I am reading through the book "Geometry, Topology and Physics" by Prof. Mikio Nakahara, page 285, an example of finding the geodesics of Poincare metric. $$g=\frac{dx \otimes dx + dy \otimes dy}{y^2}$$ The geodesics equations given are: $$x'' - \frac{2}{y}x'y'=0 ......(1)$$ $$y''-\frac{1}{y}(x'^{2} + 3y'^{2}) = 0 ......(2)$$ $x'=\frac{dx}{ds}$.

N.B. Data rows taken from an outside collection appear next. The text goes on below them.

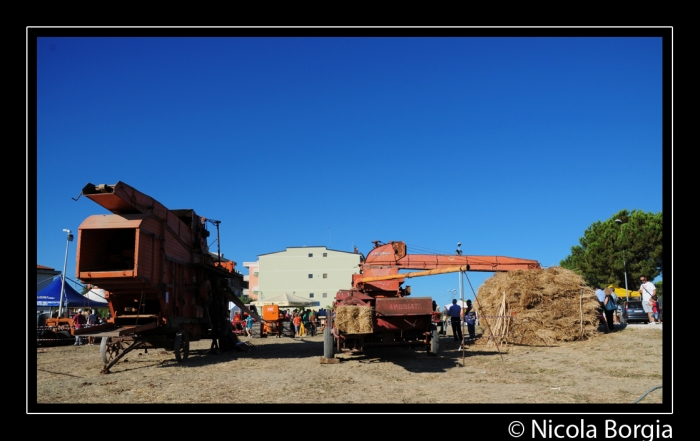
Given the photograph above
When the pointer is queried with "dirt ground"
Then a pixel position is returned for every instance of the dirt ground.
(620, 367)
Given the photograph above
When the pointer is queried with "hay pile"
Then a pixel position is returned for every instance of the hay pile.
(536, 307)
(352, 319)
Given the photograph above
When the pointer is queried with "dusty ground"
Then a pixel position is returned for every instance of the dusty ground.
(610, 368)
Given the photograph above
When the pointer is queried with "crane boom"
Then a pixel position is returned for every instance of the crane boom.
(385, 260)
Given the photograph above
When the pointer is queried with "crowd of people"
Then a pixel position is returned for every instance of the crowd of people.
(306, 322)
(609, 304)
(85, 319)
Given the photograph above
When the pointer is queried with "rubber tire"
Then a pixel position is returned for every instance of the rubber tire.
(182, 345)
(49, 339)
(434, 340)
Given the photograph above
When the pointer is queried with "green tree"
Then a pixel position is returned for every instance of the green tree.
(607, 248)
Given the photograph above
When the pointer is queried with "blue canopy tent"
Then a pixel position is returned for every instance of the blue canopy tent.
(51, 297)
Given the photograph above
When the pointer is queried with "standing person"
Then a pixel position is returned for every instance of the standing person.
(249, 325)
(305, 322)
(647, 290)
(92, 321)
(470, 320)
(610, 307)
(445, 316)
(78, 323)
(297, 324)
(600, 294)
(456, 320)
(312, 323)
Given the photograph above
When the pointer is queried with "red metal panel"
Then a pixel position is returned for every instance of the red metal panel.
(402, 306)
(104, 221)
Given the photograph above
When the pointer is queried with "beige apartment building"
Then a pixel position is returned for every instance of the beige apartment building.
(316, 273)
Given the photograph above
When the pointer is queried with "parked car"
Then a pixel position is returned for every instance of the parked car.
(632, 311)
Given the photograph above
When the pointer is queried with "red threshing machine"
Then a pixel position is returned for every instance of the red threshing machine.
(396, 318)
(163, 286)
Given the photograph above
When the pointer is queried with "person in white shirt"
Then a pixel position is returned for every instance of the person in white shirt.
(647, 290)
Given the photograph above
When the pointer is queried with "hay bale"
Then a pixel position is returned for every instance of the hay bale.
(352, 319)
(536, 307)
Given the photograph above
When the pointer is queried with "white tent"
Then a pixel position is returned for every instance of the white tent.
(286, 300)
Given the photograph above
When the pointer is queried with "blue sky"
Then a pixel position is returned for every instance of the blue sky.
(512, 145)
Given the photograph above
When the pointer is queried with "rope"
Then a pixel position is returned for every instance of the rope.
(645, 394)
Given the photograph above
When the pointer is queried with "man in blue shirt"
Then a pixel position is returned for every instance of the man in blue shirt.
(600, 294)
(455, 318)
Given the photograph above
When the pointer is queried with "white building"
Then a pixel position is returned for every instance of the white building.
(316, 273)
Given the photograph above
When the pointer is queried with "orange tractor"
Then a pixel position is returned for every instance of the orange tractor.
(163, 286)
(378, 311)
(273, 321)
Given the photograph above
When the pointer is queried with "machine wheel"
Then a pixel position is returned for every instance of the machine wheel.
(109, 350)
(182, 345)
(434, 339)
(48, 339)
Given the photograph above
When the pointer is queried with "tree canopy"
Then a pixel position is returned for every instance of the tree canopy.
(607, 248)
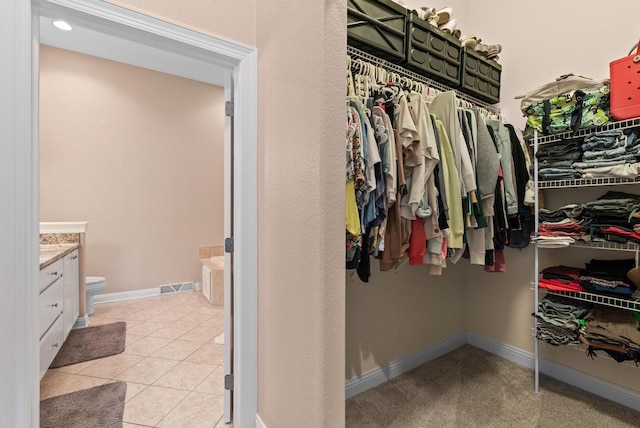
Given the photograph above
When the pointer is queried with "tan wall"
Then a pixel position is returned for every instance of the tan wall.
(301, 208)
(301, 195)
(401, 312)
(500, 305)
(139, 155)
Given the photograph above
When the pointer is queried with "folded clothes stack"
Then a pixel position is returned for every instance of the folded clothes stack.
(561, 227)
(559, 320)
(612, 331)
(608, 277)
(561, 278)
(612, 153)
(613, 217)
(555, 161)
(612, 208)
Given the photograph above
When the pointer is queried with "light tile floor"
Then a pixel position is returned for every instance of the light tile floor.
(173, 368)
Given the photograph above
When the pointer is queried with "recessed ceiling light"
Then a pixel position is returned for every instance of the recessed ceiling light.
(63, 25)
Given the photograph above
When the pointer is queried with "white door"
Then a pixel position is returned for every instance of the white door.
(228, 254)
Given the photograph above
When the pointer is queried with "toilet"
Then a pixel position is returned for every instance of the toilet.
(94, 285)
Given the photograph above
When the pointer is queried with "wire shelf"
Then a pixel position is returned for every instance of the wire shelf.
(628, 304)
(356, 53)
(587, 182)
(623, 124)
(583, 348)
(596, 245)
(606, 245)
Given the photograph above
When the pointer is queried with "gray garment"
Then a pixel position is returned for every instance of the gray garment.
(506, 160)
(488, 160)
(440, 176)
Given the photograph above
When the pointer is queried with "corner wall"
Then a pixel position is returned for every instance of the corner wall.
(139, 155)
(399, 313)
(542, 41)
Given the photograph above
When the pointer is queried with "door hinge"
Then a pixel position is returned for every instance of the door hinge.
(228, 108)
(228, 245)
(228, 382)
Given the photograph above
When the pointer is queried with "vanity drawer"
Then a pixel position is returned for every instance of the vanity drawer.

I managed to obtain equation (1) but I obtain a different equation for equation (2). I have Christoffel symbols $$ \Gamma^{2}_{11} = \frac{1}{y}$$
$$ \Gamma^{2}_{22}=-\frac{1}{y}$$
$$ \Gamma^{2}_{12}= 0 $$
$$ \Gamma^{2}_{21}= 0 $$
and I obtained instead the following equation(2): $$y''+ \frac{1}{y}x'^{2} - \frac{1}{y}y'^{2}=0$$ May someone help to verify where did I go wrong ? Thank you.
The length of a curve in this surface is $\ell=\int_I\sqrt{\dfrac{x'^2+y'^2}{y^2}}ds$, where $x'=\frac{dx}{ds}$ and $y'=\frac{dy}{ds}$.

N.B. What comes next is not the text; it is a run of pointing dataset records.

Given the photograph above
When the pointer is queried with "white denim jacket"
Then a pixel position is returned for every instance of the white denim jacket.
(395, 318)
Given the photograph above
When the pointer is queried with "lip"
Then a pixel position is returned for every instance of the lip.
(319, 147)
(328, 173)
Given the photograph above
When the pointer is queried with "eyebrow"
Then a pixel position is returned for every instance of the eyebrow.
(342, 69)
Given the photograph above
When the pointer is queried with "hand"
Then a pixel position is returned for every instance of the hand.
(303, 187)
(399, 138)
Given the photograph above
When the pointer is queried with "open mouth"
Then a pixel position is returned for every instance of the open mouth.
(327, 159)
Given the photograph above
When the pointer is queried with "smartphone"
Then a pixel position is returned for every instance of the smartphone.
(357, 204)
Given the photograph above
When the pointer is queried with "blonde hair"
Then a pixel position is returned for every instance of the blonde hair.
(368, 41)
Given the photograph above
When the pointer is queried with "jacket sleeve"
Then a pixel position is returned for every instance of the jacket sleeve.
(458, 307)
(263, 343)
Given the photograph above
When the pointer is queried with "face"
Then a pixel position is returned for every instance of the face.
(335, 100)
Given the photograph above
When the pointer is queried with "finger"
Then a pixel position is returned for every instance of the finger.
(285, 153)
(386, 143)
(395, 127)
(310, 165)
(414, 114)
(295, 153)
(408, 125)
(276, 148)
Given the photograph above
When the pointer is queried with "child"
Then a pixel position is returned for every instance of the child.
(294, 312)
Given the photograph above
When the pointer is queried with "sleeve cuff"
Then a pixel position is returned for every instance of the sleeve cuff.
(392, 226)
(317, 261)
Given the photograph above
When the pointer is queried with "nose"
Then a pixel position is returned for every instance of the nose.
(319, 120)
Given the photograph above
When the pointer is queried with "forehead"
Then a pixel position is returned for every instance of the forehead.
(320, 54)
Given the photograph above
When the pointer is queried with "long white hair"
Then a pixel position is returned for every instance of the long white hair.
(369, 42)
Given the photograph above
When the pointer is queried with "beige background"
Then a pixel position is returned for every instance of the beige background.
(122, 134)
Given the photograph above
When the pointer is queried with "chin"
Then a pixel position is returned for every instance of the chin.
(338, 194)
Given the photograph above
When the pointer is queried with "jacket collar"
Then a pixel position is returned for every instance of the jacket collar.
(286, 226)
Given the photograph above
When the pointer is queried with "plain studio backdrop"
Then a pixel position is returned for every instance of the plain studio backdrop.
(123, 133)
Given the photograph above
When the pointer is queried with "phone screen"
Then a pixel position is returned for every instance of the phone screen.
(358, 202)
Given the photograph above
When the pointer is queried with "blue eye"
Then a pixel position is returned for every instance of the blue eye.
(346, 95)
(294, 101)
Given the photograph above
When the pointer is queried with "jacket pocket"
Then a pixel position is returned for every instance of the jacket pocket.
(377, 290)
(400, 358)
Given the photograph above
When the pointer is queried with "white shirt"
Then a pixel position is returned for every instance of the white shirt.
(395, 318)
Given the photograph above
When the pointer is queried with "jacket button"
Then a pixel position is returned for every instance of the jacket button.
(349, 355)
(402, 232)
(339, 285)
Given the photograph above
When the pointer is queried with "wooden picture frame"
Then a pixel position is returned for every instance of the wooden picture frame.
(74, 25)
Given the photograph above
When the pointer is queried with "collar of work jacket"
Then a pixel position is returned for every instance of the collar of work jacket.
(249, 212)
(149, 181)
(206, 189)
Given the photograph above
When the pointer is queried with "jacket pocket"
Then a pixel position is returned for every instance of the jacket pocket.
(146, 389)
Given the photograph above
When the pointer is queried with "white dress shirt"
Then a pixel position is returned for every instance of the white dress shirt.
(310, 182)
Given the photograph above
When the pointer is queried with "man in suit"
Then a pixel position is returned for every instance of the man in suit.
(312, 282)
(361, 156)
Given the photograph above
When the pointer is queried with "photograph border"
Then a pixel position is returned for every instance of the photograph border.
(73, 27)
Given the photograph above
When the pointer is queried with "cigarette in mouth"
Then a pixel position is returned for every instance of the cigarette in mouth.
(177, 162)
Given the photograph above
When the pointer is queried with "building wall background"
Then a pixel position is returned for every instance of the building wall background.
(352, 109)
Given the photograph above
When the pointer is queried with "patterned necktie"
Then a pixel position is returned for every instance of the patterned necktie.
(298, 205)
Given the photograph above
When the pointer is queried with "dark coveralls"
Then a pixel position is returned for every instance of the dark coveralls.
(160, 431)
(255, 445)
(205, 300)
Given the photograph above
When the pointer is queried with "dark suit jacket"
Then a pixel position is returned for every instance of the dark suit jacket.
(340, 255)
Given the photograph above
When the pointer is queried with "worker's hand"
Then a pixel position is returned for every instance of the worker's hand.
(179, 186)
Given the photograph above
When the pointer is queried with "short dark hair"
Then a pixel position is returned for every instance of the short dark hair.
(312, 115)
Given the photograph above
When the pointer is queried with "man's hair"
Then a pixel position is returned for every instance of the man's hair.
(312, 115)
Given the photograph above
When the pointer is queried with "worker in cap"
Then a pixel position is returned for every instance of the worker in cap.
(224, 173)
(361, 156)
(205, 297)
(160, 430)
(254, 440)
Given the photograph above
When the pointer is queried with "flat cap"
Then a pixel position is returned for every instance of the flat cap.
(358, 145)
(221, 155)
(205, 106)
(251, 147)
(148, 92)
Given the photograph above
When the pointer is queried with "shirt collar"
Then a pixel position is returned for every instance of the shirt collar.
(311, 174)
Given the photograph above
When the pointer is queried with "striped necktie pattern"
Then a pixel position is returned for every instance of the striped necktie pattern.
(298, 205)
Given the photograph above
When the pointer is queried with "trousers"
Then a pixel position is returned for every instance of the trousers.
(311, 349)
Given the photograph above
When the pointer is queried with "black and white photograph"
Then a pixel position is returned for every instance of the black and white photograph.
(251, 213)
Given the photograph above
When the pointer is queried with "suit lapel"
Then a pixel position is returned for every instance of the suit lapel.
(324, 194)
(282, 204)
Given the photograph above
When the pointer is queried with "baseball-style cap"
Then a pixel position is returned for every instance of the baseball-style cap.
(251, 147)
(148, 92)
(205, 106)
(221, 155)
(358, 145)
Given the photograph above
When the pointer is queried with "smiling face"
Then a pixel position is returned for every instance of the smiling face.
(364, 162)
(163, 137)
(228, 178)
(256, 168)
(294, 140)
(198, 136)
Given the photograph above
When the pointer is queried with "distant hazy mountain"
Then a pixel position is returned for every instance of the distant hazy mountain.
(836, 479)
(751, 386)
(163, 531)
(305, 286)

But, since we are seeking a curve in a surface we can eliminate the $s$ parameter and do the supposition that $x=x(y)$.
Now our functional takes the form $\ell=\int_I\sqrt{\dfrac{x'^2+1}{y^2}}dy$, where $x'=\dfrac{dx}{dy}$.

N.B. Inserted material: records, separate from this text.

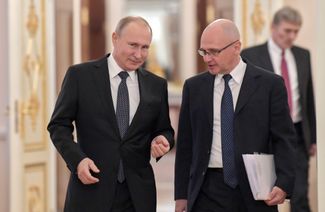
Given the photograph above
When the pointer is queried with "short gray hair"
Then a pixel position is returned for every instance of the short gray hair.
(129, 19)
(287, 14)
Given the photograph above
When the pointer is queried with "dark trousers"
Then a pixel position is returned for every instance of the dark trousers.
(122, 201)
(299, 201)
(216, 196)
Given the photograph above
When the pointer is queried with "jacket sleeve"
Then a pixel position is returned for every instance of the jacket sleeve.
(283, 137)
(61, 124)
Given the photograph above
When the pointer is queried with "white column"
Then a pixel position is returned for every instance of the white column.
(187, 46)
(51, 80)
(319, 77)
(4, 146)
(76, 33)
(115, 10)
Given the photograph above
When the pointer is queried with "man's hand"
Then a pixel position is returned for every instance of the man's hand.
(83, 171)
(159, 146)
(312, 150)
(181, 205)
(277, 196)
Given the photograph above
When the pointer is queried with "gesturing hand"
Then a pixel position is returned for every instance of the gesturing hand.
(159, 146)
(83, 170)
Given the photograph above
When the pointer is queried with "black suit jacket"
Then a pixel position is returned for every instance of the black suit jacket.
(85, 98)
(262, 124)
(260, 56)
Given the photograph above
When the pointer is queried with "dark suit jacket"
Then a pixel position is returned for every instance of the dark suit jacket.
(262, 124)
(260, 56)
(85, 98)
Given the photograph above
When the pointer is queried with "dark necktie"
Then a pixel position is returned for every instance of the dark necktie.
(227, 138)
(285, 76)
(122, 115)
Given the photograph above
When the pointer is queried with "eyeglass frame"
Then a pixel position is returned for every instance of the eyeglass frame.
(214, 52)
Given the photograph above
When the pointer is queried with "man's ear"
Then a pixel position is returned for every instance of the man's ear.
(114, 37)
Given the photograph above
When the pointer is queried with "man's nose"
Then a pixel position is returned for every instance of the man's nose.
(138, 53)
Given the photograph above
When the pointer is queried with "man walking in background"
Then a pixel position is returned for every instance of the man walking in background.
(281, 56)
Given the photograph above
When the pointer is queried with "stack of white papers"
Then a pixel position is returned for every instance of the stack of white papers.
(261, 174)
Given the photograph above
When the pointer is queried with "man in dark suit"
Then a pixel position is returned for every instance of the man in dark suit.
(121, 116)
(235, 108)
(273, 55)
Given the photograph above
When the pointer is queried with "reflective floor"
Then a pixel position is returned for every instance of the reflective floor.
(164, 173)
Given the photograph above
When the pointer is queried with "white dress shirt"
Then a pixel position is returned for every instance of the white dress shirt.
(132, 83)
(235, 83)
(275, 53)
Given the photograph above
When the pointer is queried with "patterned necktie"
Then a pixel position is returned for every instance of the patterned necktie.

So the Lagrangian is ${\cal L}=\sqrt{\dfrac{x'^2+1}{y^2}}$ and the Euler-Lagrange equation (which is $\dfrac{\partial{\cal L}}{\partial x}-\dfrac{d}{dy} \dfrac{\partial{\cal L}}{\partial x'}=0$ in general) now is assembled with $$\frac{\partial{\cal L}}{\partial x}=0\quad \mbox{and}\quad \frac{\partial{\cal L}}{\partial x'}=\frac{x'}{y\sqrt{1+x'^2}}.$$ This gives us $\dfrac{d}{dy}\left(\dfrac{x'}{y\sqrt{1+x'^2}}\right)=0$ and implies that $\dfrac{x'}{y\sqrt{1+x'^2}}=K$.
The differential equation is transformed into $x'=\dfrac{Ky}{\sqrt{1-K^2y^2}}$ that has solution $$x=C-\frac{1}{K}\sqrt{1-K^2y^2},$$ where $K,C$ are two integration constants.